Was anyone else lucky enough to snag the Dunkin' Donuts "Free Iced Coffee Day" insert from Sunday's paper? Consumers who bring this coveted coupon into an NYC-area Dunkin' Donuts today or tomorrow can get a free 16oz Iced Coffee with no strings attached (Participating locations only, while supplies last, etc...)
Is it a good idea to give full-sized products or services away if you're a small business owner? Here are a few guiding principles. And since I currently have free coffee on my mind (and in my bloodstream), we'll use Dunkin' Donuts as an example when appropriate.
1) Leverage a Product or Service That Can Grow Your Business
Remember - when you give away a free product or service, you're not just doing it to be nice; you're trying to build lasting, profitable, relationships with your consumers. Therefore, the best product to give away is one that consumers (and their friends) will come back and pay full price for after the promotion ends.
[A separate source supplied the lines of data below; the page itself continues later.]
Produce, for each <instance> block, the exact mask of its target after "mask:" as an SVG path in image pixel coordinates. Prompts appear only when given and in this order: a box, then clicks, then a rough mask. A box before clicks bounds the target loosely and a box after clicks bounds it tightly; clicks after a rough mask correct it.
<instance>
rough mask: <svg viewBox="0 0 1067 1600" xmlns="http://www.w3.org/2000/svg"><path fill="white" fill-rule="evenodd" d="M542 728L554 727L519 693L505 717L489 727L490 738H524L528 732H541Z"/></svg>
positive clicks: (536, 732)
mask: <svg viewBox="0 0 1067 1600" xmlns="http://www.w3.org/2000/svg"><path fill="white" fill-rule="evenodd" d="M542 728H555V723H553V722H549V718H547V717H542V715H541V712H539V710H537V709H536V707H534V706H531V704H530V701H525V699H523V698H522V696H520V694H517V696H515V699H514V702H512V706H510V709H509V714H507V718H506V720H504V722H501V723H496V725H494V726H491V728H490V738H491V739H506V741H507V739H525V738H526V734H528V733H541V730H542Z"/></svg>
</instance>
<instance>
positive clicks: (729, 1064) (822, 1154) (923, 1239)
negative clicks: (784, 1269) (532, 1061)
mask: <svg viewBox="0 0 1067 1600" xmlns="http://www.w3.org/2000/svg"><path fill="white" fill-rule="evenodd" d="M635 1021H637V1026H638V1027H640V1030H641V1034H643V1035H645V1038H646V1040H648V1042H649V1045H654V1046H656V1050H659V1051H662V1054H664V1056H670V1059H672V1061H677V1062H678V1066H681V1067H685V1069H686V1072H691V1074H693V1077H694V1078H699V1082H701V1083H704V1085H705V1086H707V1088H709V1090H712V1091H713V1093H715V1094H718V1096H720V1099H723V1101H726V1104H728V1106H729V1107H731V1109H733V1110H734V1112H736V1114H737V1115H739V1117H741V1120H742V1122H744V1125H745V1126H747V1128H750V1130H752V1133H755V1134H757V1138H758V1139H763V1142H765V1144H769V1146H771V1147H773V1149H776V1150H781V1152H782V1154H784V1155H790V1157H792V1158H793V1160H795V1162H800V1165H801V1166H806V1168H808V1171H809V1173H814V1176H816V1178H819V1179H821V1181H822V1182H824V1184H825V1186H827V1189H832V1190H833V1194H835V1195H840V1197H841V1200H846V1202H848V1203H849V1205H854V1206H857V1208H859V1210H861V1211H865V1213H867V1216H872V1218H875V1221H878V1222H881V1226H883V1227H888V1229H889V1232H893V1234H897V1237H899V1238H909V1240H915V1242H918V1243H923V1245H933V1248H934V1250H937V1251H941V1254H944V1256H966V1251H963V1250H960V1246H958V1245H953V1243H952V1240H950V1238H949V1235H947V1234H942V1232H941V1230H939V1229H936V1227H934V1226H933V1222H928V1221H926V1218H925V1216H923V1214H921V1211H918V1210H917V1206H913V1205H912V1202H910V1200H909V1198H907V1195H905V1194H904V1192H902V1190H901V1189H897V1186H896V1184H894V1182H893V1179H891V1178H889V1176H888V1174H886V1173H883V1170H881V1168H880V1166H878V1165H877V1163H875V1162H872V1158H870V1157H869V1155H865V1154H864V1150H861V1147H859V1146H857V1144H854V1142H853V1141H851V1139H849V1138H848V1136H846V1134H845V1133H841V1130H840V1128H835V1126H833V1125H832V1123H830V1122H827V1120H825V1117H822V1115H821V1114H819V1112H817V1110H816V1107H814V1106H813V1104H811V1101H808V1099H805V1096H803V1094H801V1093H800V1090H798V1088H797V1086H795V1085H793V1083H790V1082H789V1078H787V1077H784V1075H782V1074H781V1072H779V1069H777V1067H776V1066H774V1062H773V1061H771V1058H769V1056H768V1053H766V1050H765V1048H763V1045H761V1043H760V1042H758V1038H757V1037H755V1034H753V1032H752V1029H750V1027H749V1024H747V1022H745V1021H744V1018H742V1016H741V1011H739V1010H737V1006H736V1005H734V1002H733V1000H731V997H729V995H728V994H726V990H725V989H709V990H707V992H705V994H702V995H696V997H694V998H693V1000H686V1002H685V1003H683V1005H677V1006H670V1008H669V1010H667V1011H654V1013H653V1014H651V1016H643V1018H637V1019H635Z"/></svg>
In this case, it makes perfect sense for Dunkin' Donuts to give away iced coffee as an opportunity to drive both retention (the end of March seems like a good time to convert hot coffee drinkers into iced coffee drinkers so they don't defect for the summer), and acquisition (Dunkin' Donuts happens to have the most loyal coffee drinkers in the industry, meaning any new customers they bring in through this promotion are likely to stick around).
Small business owners - if you think you have a product or service that can be given away to build your brand and grow your business, then read on:
2) Make Sure You Can Afford To Give The Product Or Service Away
On the surface, this one seems obvious: The more expensive the product is to produce, the riskier the promotion becomes. Dunkin' Donuts got lucky on this one, as their flagship product (coffee) is presumably a low cost item, and their stores have the ability to produce lots of it.
However, if you're going to give something away, there's more to consider than just the direct costs. Other factors to consider include labor, materials, production capacity, and the size of your shop. There are plenty of horror stories on the internet that document what can happen if a small business promotion goes awry. (Example: Don't do this).
Small business owners considering a product giveaway or a high-value promotion should map out an extreme case scenario (e.g., "what happens if every coupon I distribute gets redeemed at once"?). If your business can't support this scenario, then the program should be reconsidered, or the coupon circulation should be reduced.
3) Be As Targeted As Possible
If you're going to give your products away, it's imperative that you get your promotion into the hands of the right consumers. The goal here is to share the promotion with enthusiasts who will embrace your offering, and to avoid exposure to the bargain hunters who have no interest in a long-term relationship. (It's kind-of like dating, when you think about it).
If you're a small business, make sure you have a solid list of contacts or prospects to share your free product with. Try to avoid a broad-scale promotion that covers a large area (like the Dunkin Donuts FSI). Not only do broad-scale promotions have a reduced targeting potential, but they're also expensive to produce, and even more expensive to fulfill.
4) Create A Story Around The Promotion
A product or service giveaway is great opportunity to share news about your business. Many companies leverage their promotions in press releases, crossover relationships, and brand-building platforms that extend well beyond the point of sale.
Take a look at this non-Dunkin' Donuts example: http://www.ihoppancakeday.com/
In this case, iHOP has turned a free signature item (a short-stack of pancakes) into a self-declared national holiday, complete with its own website, celebrity affiliation, charitable component, and social media platform.
Let the iHOP example serve as an inspiration. If you're planning on giving a product or service away, don't be afraid to get creative and build a targeted advertising platform or a social media-based theme around the event.
5) Make Sure Your Brand Is Well-Represented
The worst thing you can do by giving away your product or service is to diminish its percieved value. Before you begin your promotion, take a close look at the soon-to-be featured product, and make sure that you're representing your brand in the truest possible way.
Example: Dunkin' Donuts can give away free coffee without diminishing its brand, because its brand is built around familiarity and convenience. On the other hand, a local coffee shop that has a more upscale coffee selection and more of an interactive presence within the community may not want to build a platform around "free coffee".
Go with your instincts - if attaching the word, "free", to one of your products makes you feel like it could cheapen your brand and harm your long term image, then try to revisit the promotion in a way that makes the consumer understand and appreciate the true value of the promotion they're receiving.